From education to employment

Creating an effective stakeholder plan

people working in a group

Stakeholder engagement is an integral operational element of any educational establishment.

Creating, and executing, an effective stakeholder plan can help greatly shape the positive image of an establishment. It can help to shape ongoing projects – both curricular and extra-curricular, help to unlock resources and foster collaboration between various stakeholder communities.

It is, by no means, a simple task. Stakeholders must be constantly and consistently engaged and managed. It needs to be an ongoing activity, rather than a last-minute add-on, or an afterthought.

Who are your stakeholders?

Within any given educational establishment, its stakeholders are those groups and individuals who are either affected by the school or can influence the school.
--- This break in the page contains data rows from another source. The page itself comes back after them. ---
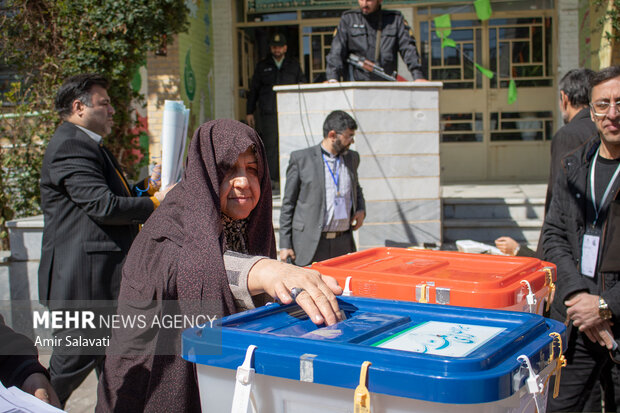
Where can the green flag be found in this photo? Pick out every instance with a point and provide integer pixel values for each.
(512, 92)
(485, 71)
(483, 9)
(446, 41)
(443, 25)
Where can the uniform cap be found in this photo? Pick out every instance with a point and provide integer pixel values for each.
(277, 39)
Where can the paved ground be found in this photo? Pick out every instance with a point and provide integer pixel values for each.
(509, 191)
(84, 398)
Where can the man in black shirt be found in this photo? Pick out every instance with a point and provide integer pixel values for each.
(276, 69)
(360, 31)
(581, 235)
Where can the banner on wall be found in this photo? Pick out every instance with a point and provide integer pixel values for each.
(173, 140)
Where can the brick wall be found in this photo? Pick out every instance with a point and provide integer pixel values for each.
(164, 80)
(568, 36)
(223, 62)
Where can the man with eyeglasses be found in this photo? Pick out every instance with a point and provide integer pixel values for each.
(581, 235)
(323, 201)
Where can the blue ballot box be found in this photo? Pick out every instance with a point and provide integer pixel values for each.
(422, 358)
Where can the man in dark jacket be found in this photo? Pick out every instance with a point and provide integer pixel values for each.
(360, 31)
(91, 216)
(276, 69)
(581, 235)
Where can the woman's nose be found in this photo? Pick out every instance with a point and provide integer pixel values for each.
(241, 181)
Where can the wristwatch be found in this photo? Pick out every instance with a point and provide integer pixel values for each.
(603, 309)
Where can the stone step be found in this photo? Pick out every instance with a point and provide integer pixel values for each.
(493, 208)
(487, 230)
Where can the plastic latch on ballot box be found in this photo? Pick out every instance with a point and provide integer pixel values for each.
(243, 384)
(346, 292)
(534, 385)
(551, 285)
(530, 298)
(362, 395)
(557, 338)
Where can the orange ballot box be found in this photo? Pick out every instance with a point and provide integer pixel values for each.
(444, 277)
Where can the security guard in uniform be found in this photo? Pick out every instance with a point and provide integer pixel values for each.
(360, 31)
(276, 69)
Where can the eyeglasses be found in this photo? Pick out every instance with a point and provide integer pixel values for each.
(601, 108)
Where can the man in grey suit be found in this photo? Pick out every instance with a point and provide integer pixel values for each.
(91, 216)
(323, 201)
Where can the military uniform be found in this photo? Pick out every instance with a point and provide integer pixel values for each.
(266, 76)
(357, 34)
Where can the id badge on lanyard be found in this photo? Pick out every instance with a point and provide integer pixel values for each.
(340, 208)
(592, 237)
(589, 251)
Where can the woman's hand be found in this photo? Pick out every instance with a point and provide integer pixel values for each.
(507, 245)
(318, 298)
(40, 387)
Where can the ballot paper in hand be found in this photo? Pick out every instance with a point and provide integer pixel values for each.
(173, 139)
(14, 400)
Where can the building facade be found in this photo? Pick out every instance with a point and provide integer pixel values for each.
(484, 138)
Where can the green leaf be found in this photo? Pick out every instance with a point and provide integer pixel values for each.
(447, 42)
(488, 73)
(443, 25)
(483, 9)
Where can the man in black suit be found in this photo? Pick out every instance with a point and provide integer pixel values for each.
(275, 69)
(91, 218)
(323, 201)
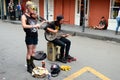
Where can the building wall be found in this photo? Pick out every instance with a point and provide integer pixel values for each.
(98, 8)
(65, 8)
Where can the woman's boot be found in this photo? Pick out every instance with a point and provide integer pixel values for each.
(32, 63)
(29, 67)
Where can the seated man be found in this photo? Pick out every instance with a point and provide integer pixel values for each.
(64, 43)
(102, 24)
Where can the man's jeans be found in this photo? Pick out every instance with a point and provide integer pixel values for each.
(118, 24)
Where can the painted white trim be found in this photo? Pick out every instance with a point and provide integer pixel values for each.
(112, 23)
(50, 10)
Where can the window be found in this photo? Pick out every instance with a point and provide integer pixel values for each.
(115, 5)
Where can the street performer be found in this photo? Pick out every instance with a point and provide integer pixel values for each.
(63, 42)
(30, 26)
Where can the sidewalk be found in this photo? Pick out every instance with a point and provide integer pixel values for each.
(88, 32)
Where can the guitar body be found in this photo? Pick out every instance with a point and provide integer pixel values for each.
(50, 36)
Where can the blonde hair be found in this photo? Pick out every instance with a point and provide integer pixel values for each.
(29, 4)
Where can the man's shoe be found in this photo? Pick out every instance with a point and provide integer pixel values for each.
(63, 60)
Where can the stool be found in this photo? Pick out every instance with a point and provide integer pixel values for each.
(52, 51)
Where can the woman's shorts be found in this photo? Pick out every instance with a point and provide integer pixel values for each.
(31, 40)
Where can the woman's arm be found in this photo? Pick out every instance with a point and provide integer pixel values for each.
(23, 20)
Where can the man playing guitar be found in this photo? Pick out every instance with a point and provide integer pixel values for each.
(63, 42)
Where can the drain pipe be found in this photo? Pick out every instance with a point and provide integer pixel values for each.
(83, 28)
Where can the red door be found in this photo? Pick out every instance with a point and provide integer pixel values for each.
(65, 8)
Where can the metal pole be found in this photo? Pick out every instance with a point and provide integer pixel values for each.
(83, 29)
(47, 9)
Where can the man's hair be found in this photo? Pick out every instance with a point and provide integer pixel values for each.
(29, 4)
(59, 17)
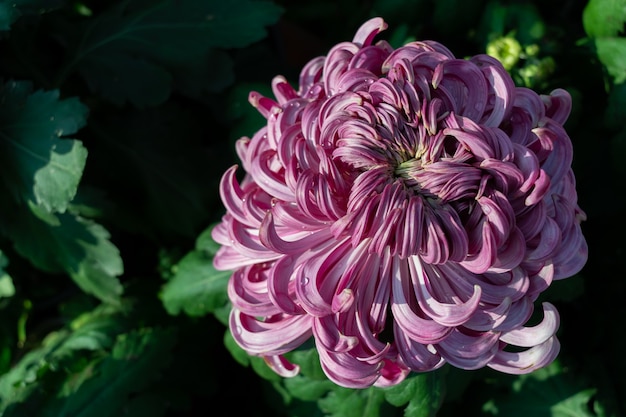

Students and faculty are the most obvious within this remit. Parents as well, but it can also expand out into the wider local community and perhaps even into the business community.

Creating a plan

An initial stakeholder comms plan is a framework, or a stakeholder map, to ensure that all relevant individuals and groups are being informed and kept up to speed.

Establish Targets

Initially, this should look to identify all relevant stakeholders, both existing and potential. This will create a more direct understanding to all, around whom you are attempting to communicate with. 

Once your targets are identified, break them down into internal and external categories. This will help shape specific comms and messaging for any given communications thread.

Set Objectives

From here, knowing what you want to achieve is fundamental to the success of your ongoing stakeholder engagement. The greater you understand what you want to achieve, the more specific and targeted you can be in your approach.

Choose your communication methods

After this, it’s a matter of establishing your channels of communication. This could be anything from written letters and telephone calls, to emails and email marketing and social media. But having a mix of communication methods will ensure a wide reach.

Engaging Stakeholders in the Wider Community

Looking beyond the student and faculty bodies, educational establishments can find great value in expanding their stakeholder nets into the wider community.

For example, a secondary school may look to enhance their student experience by engaging with leaders and experts, relative to any given course.

With something like this, the potential for stakeholder involvement can be near limitless. It can span the breadth of a school’s course offering and is only limited by the appetite and desire of the leaders within that school.

Bridging the talent gap

Beyond secondary education, and into further education, establishments may find even greater benefits in engaging with the wider community.

With FE students being that much closer to entering the workforce, it can be massively beneficial for the student to meet leaders and experts from a field they are interested in entering. This can inspire, engage and give the student a clear vision of entering the world of work.

The stakeholder can also find huge benefits here too. In Engaging with further education establishments, a business leader can really widen their access to young talent, at source.

This can be hugely beneficial to businesses, as with many industries facing talent shortages one of the most effective and efficient ways to deal with this is to engage with young potential prospects early in their career journeys.

Fostering long-term relationships

To really achieve success in your stakeholder engagement, particularly when looking to engage outside of your regular stakeholder community, educational leaders must look to foster long term relationships.

For the benefit of the student, having long exposure to individuals from different industries, backgrounds and walks of life, can be hugely inspiring and informative.

Meeting and engaging with people who have ‘been there and done it’ can give students a sense of perspective, from outside of the classroom. It can show them that their goals and dreams can be achieved because there is someone who has done just that.

A one-off experience of this kind can be informative. But over a prolonged and sustained period, it can be truly trajectory-altering.

Your next steps

Within education, stakeholder engagement can, and should, go beyond the student body, staff and board of governors.

Schools taking the initiative to expand their stakeholder reach, out into the wider community can not only increase their student experience but create positive recruitment links between education and business.

By taking this extra step in stakeholder engagement, educational establishments are going above and beyond the call of duty. Ensuring that their students are truly engaged and creative positive, mutually beneficial links, between students and potential employers.